Back in the early 1970s, while George Lucas was immortalizing the “cruising” culture of teens and their cars in “American Graffiti,” his future frequent collaborator Steven Spielberg was exploring a different kind. Nearly a decade before director William Friedkin created a scandal with the Al Pacino-starring “Cruising” (released 37 years ago today), the wunderkind filmmaker—who has won over generations of audiences by evoking a childlike sense of wonder—almost made his leap from TV to features with the most adult-themed project imaginable.
It all started with producer Philip D’Antoni, who had won an Oscar for the 1971 drug-bust saga “The French Connection” and was looking for a filmmaker to helm another New York City-set crime project. He had just bought the rights to the novel “Cruising,” written by The New York Times feature writer Gerald Walker, in which an undercover cop descends into the leather bars of Greenwich Village as he tracks a homosexual murderer. D’Antoni met Spielberg in Los Angeles in the early ’70s, and hired the young director to work on “Cruising” after seeing his made-for-TV movie “Duel,” which depicts a man being pursued by a mysterious truck driver. “He came out to New York and I put him up in a hotel for a month, and we got to know each other very well,” D’Antoni recalled in an interview.
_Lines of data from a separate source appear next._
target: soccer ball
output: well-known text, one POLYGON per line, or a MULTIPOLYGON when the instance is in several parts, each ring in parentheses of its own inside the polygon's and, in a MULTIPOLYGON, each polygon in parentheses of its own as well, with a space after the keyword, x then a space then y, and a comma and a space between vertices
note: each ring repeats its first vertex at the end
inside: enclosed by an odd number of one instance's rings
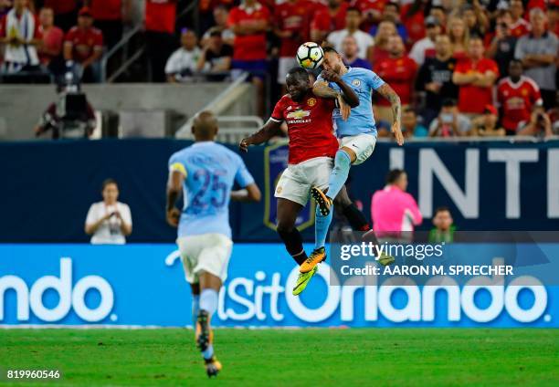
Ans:
POLYGON ((322 64, 324 51, 314 42, 303 43, 297 48, 297 61, 299 65, 310 70, 317 68, 322 64))

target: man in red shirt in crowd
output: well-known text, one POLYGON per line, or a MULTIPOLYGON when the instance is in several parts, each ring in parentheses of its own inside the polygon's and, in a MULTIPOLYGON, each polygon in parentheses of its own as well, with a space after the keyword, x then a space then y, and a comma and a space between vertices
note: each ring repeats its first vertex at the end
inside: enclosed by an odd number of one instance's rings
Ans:
POLYGON ((78 14, 78 26, 72 27, 64 39, 64 59, 76 65, 83 82, 100 81, 100 59, 103 53, 103 35, 93 27, 91 10, 84 6, 78 14))
POLYGON ((278 83, 281 85, 281 94, 285 94, 288 71, 297 66, 297 48, 309 40, 311 6, 307 0, 287 0, 274 10, 274 33, 281 39, 278 62, 278 83))
POLYGON ((524 19, 524 5, 522 0, 511 0, 509 9, 512 16, 512 24, 509 26, 511 36, 520 37, 530 32, 530 23, 524 19))
POLYGON ((68 32, 76 25, 78 17, 77 0, 45 0, 44 6, 52 8, 55 13, 55 26, 68 32))
POLYGON ((51 72, 58 73, 61 68, 62 45, 64 32, 54 26, 54 12, 52 8, 42 8, 39 12, 39 32, 43 37, 43 44, 37 48, 39 60, 47 66, 51 72))
POLYGON ((328 6, 320 7, 311 22, 311 40, 320 44, 332 31, 345 28, 348 6, 343 0, 328 0, 328 6))
POLYGON ((233 69, 248 71, 257 87, 258 111, 264 116, 264 82, 268 71, 266 62, 266 31, 270 15, 267 7, 256 0, 245 0, 231 9, 228 25, 235 33, 233 69))
POLYGON ((108 49, 122 38, 122 22, 130 15, 131 0, 90 0, 95 26, 103 33, 108 49))
POLYGON ((150 61, 150 78, 164 82, 165 64, 174 51, 174 21, 177 0, 145 0, 145 43, 150 61))
POLYGON ((502 120, 501 120, 507 134, 516 134, 518 124, 528 121, 534 105, 542 104, 540 88, 531 78, 522 75, 522 62, 512 59, 509 64, 510 76, 499 82, 497 100, 502 120))
POLYGON ((486 105, 493 104, 491 90, 499 68, 493 59, 483 57, 484 49, 481 37, 470 37, 469 58, 458 63, 452 75, 452 81, 459 88, 459 110, 462 113, 482 114, 486 105))
MULTIPOLYGON (((374 65, 374 72, 400 97, 402 108, 406 109, 412 102, 412 93, 417 73, 417 64, 406 54, 404 41, 399 35, 388 38, 388 58, 374 65)), ((393 122, 392 107, 386 99, 380 99, 375 103, 375 117, 379 120, 393 122)))

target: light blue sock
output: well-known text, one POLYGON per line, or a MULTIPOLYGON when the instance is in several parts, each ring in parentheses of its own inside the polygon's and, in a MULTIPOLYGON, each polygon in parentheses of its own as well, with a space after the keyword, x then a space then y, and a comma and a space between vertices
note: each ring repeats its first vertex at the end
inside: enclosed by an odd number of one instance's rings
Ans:
POLYGON ((210 317, 217 310, 218 294, 214 289, 204 289, 200 293, 200 309, 206 310, 210 317))
POLYGON ((200 295, 192 295, 192 324, 193 327, 196 326, 196 319, 198 318, 198 312, 200 311, 200 295))
POLYGON ((332 223, 333 214, 333 205, 330 207, 330 214, 324 216, 321 214, 320 208, 317 206, 314 213, 314 248, 323 247, 326 244, 326 235, 328 228, 332 223))
POLYGON ((338 195, 342 187, 345 184, 351 167, 352 159, 350 155, 342 150, 336 152, 334 167, 332 170, 330 180, 328 181, 328 192, 326 193, 326 196, 333 200, 338 195))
READ MORE: Return of the Repressed: William Friedkin’s ‘Cruising’
He also connected Spielberg with Randy Jurgensen, one of the behind-the-scenes heroes of the New York cop-movie genre in the ’70s. An NYPD detective for two decades, Jurgensen was part of the “Seven-Ups” squad that inspired D’Antoni’s 1973 film of the same title, and a technical advisor on “The French Connection” and numerous other films of the era. Jurgensen has clear memories of his encounters with Spielberg: “I found myself being interviewed by a very young, thin gentleman with glasses, and he had lots of questions,” he said. “I didn’t know who he was, because Steven Spielberg wasn’t Steven Spielberg back then, you know? We talked about police work, and he wanted to see some of the locations where these things happened back in the ’60s, so I took him to a few.”
Specifically, Jurgensen took Spielberg to the sites of a series of murders in which gay men were slain by a pair of killers who impersonated cops. “I learned so much on ‘The French Connection,’ ” Jurgensen said, “and one of those things was that if a movie is based on reality and something that actually happened, let’s go and see where it went down. So Spielberg wanted to see where this all took place.”
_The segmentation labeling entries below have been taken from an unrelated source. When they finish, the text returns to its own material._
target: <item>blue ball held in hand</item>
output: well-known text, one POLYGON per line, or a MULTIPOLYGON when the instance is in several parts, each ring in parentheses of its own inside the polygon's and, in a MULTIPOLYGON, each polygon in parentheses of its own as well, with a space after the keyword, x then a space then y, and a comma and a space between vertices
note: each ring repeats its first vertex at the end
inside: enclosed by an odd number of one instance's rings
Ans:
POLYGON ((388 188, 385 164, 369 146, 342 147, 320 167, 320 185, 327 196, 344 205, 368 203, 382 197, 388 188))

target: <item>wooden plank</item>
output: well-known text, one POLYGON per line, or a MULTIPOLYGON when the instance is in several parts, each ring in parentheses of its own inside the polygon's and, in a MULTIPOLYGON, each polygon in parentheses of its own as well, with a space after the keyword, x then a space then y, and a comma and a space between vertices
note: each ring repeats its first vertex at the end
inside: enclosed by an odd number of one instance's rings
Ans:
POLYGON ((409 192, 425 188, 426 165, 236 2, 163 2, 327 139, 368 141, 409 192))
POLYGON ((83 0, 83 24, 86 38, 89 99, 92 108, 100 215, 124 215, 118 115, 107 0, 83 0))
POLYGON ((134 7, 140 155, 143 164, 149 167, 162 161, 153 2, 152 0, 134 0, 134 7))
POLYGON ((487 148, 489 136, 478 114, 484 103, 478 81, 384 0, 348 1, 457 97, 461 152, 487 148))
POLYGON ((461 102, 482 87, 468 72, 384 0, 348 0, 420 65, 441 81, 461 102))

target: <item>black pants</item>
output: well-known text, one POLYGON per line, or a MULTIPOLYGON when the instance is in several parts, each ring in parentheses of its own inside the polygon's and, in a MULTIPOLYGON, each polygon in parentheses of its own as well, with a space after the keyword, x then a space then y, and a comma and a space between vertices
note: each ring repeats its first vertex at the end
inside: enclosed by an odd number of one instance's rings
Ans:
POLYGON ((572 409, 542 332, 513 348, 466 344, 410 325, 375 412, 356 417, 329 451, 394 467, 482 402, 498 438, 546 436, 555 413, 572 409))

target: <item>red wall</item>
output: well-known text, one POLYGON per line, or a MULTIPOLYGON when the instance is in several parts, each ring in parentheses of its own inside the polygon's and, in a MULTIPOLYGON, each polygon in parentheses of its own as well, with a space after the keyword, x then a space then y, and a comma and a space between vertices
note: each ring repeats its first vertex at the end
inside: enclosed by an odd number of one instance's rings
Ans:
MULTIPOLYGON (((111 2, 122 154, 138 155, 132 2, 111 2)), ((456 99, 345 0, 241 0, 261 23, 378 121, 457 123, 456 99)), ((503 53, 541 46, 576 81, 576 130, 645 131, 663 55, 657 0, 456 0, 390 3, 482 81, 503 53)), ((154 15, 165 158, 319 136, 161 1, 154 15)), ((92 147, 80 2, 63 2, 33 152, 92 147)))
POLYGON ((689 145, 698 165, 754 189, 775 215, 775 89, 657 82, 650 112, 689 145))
Spielberg also wanted to know about police interrogation procedures. “He said, ‘How would you do this?’ and I put him up against a wall,” Jurgensen said. “I went top to bottom [frisking him], and I kept telling him, ‘Whatever the situation is, I must now be in control of it. I have to be in control.’ The way I’m saying that to you is the way I said it to Spielberg, and to this day he tells people I scared him during that interview!”
Even with all this first-hand preparation, Spielberg’s involvement with “Cruising” ended during the writing stage. “We just couldn’t come up with a script that met with my satisfaction,” D’Antoni said, “or even how to get around the mutilating of the genitals, which was such a big part of the original story. So we decided to abandon the project, and figured we’d go on to do something else together some other day, and Steven went back to LA.”
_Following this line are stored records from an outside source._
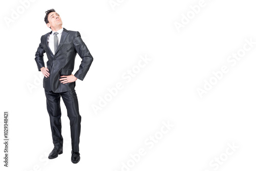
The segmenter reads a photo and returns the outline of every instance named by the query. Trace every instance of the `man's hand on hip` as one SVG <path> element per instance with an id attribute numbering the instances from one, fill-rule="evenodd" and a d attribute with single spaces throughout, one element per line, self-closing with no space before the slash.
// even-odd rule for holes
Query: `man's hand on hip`
<path id="1" fill-rule="evenodd" d="M 73 74 L 70 75 L 62 75 L 60 77 L 62 78 L 60 78 L 59 80 L 61 81 L 60 82 L 62 82 L 63 84 L 68 82 L 74 82 L 77 79 L 77 78 L 75 77 Z"/>
<path id="2" fill-rule="evenodd" d="M 41 68 L 40 70 L 46 78 L 48 78 L 50 75 L 50 73 L 49 73 L 49 69 L 47 68 L 42 67 Z"/>

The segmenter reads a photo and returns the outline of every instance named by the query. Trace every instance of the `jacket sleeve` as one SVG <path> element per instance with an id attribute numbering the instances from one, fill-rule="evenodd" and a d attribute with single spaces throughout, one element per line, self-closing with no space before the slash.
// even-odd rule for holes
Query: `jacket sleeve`
<path id="1" fill-rule="evenodd" d="M 79 68 L 74 76 L 82 81 L 90 69 L 93 58 L 86 44 L 81 38 L 81 35 L 79 32 L 76 32 L 75 35 L 74 48 L 81 58 L 82 58 Z"/>
<path id="2" fill-rule="evenodd" d="M 38 71 L 40 71 L 40 69 L 42 67 L 45 67 L 45 62 L 44 61 L 44 53 L 45 53 L 45 49 L 42 47 L 42 40 L 43 36 L 41 37 L 41 42 L 39 44 L 39 47 L 37 48 L 37 51 L 35 53 L 35 60 L 37 65 L 37 68 L 38 68 Z"/>

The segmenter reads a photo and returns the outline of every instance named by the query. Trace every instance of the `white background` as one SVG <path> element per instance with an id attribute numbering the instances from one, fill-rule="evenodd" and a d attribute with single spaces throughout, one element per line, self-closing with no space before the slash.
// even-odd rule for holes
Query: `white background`
<path id="1" fill-rule="evenodd" d="M 256 41 L 254 2 L 205 0 L 178 32 L 175 22 L 181 23 L 199 0 L 113 1 L 119 2 L 114 9 L 108 0 L 35 0 L 23 11 L 19 1 L 1 2 L 0 112 L 10 113 L 10 146 L 6 168 L 1 143 L 1 169 L 255 170 L 256 45 L 234 66 L 227 61 L 246 39 Z M 19 8 L 19 16 L 7 24 L 4 18 Z M 63 153 L 47 158 L 53 145 L 34 55 L 41 36 L 51 31 L 44 20 L 51 8 L 60 15 L 63 27 L 79 31 L 94 59 L 83 81 L 76 81 L 82 117 L 76 164 L 70 160 L 69 120 L 62 101 Z M 137 65 L 140 56 L 151 60 L 126 82 L 122 75 Z M 80 61 L 77 55 L 73 74 Z M 200 98 L 197 89 L 223 66 L 229 72 Z M 96 114 L 92 105 L 98 105 L 118 82 L 123 89 Z M 31 91 L 28 84 L 34 84 Z M 3 119 L 3 114 L 2 140 Z M 150 148 L 144 141 L 161 135 L 162 122 L 174 126 Z M 227 155 L 229 143 L 238 147 Z M 140 148 L 145 155 L 123 168 Z M 210 165 L 220 156 L 225 161 L 218 168 Z"/>

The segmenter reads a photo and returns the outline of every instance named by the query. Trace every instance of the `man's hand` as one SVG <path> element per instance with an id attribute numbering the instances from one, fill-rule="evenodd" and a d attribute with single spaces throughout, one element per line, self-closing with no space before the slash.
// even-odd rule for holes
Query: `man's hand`
<path id="1" fill-rule="evenodd" d="M 73 74 L 70 75 L 62 75 L 60 77 L 63 78 L 60 78 L 59 80 L 62 80 L 60 82 L 62 82 L 63 84 L 68 82 L 74 82 L 77 79 L 77 78 L 75 77 Z"/>
<path id="2" fill-rule="evenodd" d="M 40 70 L 41 70 L 42 74 L 44 74 L 45 77 L 46 77 L 46 78 L 48 78 L 50 75 L 50 73 L 49 73 L 49 69 L 47 68 L 42 67 L 41 68 Z"/>

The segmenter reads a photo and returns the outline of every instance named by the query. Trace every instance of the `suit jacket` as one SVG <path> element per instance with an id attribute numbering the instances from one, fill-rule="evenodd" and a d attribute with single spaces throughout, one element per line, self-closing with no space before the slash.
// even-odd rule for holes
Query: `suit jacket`
<path id="1" fill-rule="evenodd" d="M 48 45 L 47 39 L 49 32 L 41 37 L 41 42 L 35 53 L 35 60 L 38 70 L 45 67 L 44 53 L 46 53 L 48 61 L 47 68 L 49 70 L 50 76 L 44 77 L 44 88 L 55 93 L 60 93 L 73 90 L 75 81 L 63 84 L 59 79 L 62 75 L 71 75 L 74 70 L 75 58 L 78 53 L 82 58 L 79 69 L 74 76 L 83 80 L 93 60 L 89 50 L 81 38 L 78 31 L 67 30 L 63 28 L 59 46 L 53 55 Z"/>

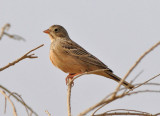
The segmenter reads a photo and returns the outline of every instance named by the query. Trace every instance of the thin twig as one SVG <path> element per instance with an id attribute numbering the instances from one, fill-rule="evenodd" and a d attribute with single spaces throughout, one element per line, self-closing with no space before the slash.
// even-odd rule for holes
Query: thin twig
<path id="1" fill-rule="evenodd" d="M 142 54 L 142 56 L 140 56 L 140 58 L 136 61 L 136 63 L 129 69 L 129 71 L 127 72 L 127 74 L 123 77 L 123 79 L 119 82 L 115 93 L 113 94 L 112 97 L 115 97 L 117 92 L 119 91 L 122 83 L 125 81 L 125 79 L 131 74 L 131 72 L 136 68 L 136 66 L 141 62 L 141 60 L 148 54 L 150 53 L 152 50 L 154 50 L 158 45 L 160 45 L 160 41 L 158 43 L 156 43 L 155 45 L 153 45 L 149 50 L 147 50 L 145 53 Z"/>
<path id="2" fill-rule="evenodd" d="M 0 93 L 3 94 L 4 97 L 10 102 L 10 104 L 12 105 L 12 108 L 13 108 L 13 115 L 14 115 L 14 116 L 17 116 L 16 108 L 15 108 L 12 100 L 5 94 L 4 91 L 0 90 Z"/>
<path id="3" fill-rule="evenodd" d="M 155 78 L 158 77 L 158 76 L 160 76 L 160 74 L 158 74 L 158 75 L 156 75 L 156 76 L 154 76 L 154 77 L 148 79 L 147 81 L 145 81 L 145 82 L 143 82 L 143 83 L 137 85 L 134 89 L 139 88 L 139 87 L 142 86 L 142 85 L 145 85 L 146 83 L 148 83 L 149 81 L 155 79 Z"/>
<path id="4" fill-rule="evenodd" d="M 5 34 L 5 30 L 7 29 L 9 29 L 10 28 L 10 24 L 9 23 L 7 23 L 7 24 L 5 24 L 2 28 L 1 28 L 1 33 L 0 33 L 0 40 L 2 39 L 2 37 L 3 37 L 3 35 Z"/>
<path id="5" fill-rule="evenodd" d="M 0 88 L 2 88 L 5 92 L 11 94 L 12 92 L 10 90 L 8 90 L 7 88 L 3 87 L 2 85 L 0 85 Z M 12 95 L 17 101 L 19 101 L 22 105 L 24 105 L 25 107 L 27 107 L 27 109 L 30 110 L 30 112 L 32 112 L 35 116 L 38 116 L 38 114 L 32 110 L 31 107 L 29 107 L 26 103 L 24 103 L 23 101 L 21 101 L 17 96 L 15 96 L 14 94 Z"/>
<path id="6" fill-rule="evenodd" d="M 21 97 L 21 95 L 19 95 L 18 93 L 12 92 L 8 97 L 12 96 L 12 95 L 16 95 L 20 98 L 20 100 L 25 104 L 24 107 L 26 109 L 27 115 L 29 116 L 29 112 L 28 112 L 28 108 L 26 107 L 26 103 L 24 102 L 23 98 Z"/>
<path id="7" fill-rule="evenodd" d="M 10 66 L 13 66 L 13 65 L 15 65 L 16 63 L 18 63 L 19 61 L 24 60 L 24 59 L 26 59 L 26 58 L 31 58 L 31 59 L 32 59 L 32 58 L 38 58 L 37 56 L 34 56 L 34 54 L 30 54 L 30 55 L 29 55 L 29 53 L 35 51 L 36 49 L 38 49 L 38 48 L 40 48 L 40 47 L 42 47 L 42 46 L 44 46 L 44 44 L 42 44 L 42 45 L 40 45 L 40 46 L 38 46 L 38 47 L 30 50 L 29 52 L 27 52 L 26 54 L 24 54 L 22 57 L 20 57 L 20 58 L 18 58 L 17 60 L 9 63 L 9 64 L 6 65 L 6 66 L 0 68 L 0 71 L 3 71 L 4 69 L 6 69 L 6 68 L 8 68 L 8 67 L 10 67 Z"/>
<path id="8" fill-rule="evenodd" d="M 71 81 L 69 79 L 69 81 Z M 68 111 L 68 116 L 71 116 L 71 88 L 72 88 L 72 84 L 70 83 L 68 84 L 68 90 L 67 90 L 67 111 Z"/>
<path id="9" fill-rule="evenodd" d="M 10 27 L 11 27 L 11 25 L 9 23 L 7 23 L 1 28 L 0 40 L 2 39 L 3 35 L 6 35 L 9 38 L 12 38 L 12 39 L 15 39 L 15 40 L 25 41 L 25 39 L 23 37 L 19 36 L 19 35 L 11 35 L 11 34 L 7 33 L 6 30 L 8 30 Z"/>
Given the filmography that followed, it’s hard to imagine Spielberg at the helm of a film involving genital mutilation, or the hardcore sexual material that initially got Friedkin’s “Cruising” slapped with an X rating. (“There might have been a shark running around in the damn club!” Friedkin joked in a 2013 Huffington Post interview.) Spielberg himself has never spoken publicly about his involvement with the project, but he’s better known for pushing the boundaries of PG with “Jaws” and “Indiana Jones and the Temple of Doom,” and while the director hasn’t hesitated to delve into the darker periods of our history — as in the unstinting wartime dramas “Schindler’s List” and “Saving Private Ryan” — his work is marked overall by a sense of hope and optimism regarding human nature.
Indeed, a more upbeat project based on a true-crime case would soon beckon him. About two months after Spielberg departed New York, D’Antoni got a phone call from producer Richard D. Zanuck, who had been running 20th Century Fox when D’Antoni began work on “The French Connection” there. “He and [producer] David Brown wanted to know about Spielberg,” D’Antoni recalled, “so I had lunch with David in New York. He said, ‘I know you were with him for about a month,’ and I told him Spielberg was terrific, and knew everything he wanted to do with ‘Cruising.’”
Shortly thereafter, D’Antoni read that Zanuck and Brown had hired Spielberg to make his big screen directorial debut on 1974’s “The Sugarland Express,” inspired by a real-life couple who led a lengthy police chase through Texas. “Not on my say-so alone; I’m sure 100 other things were involved. But it was a reconfirmation of Steve being such a nice guy as well as a talented kid.”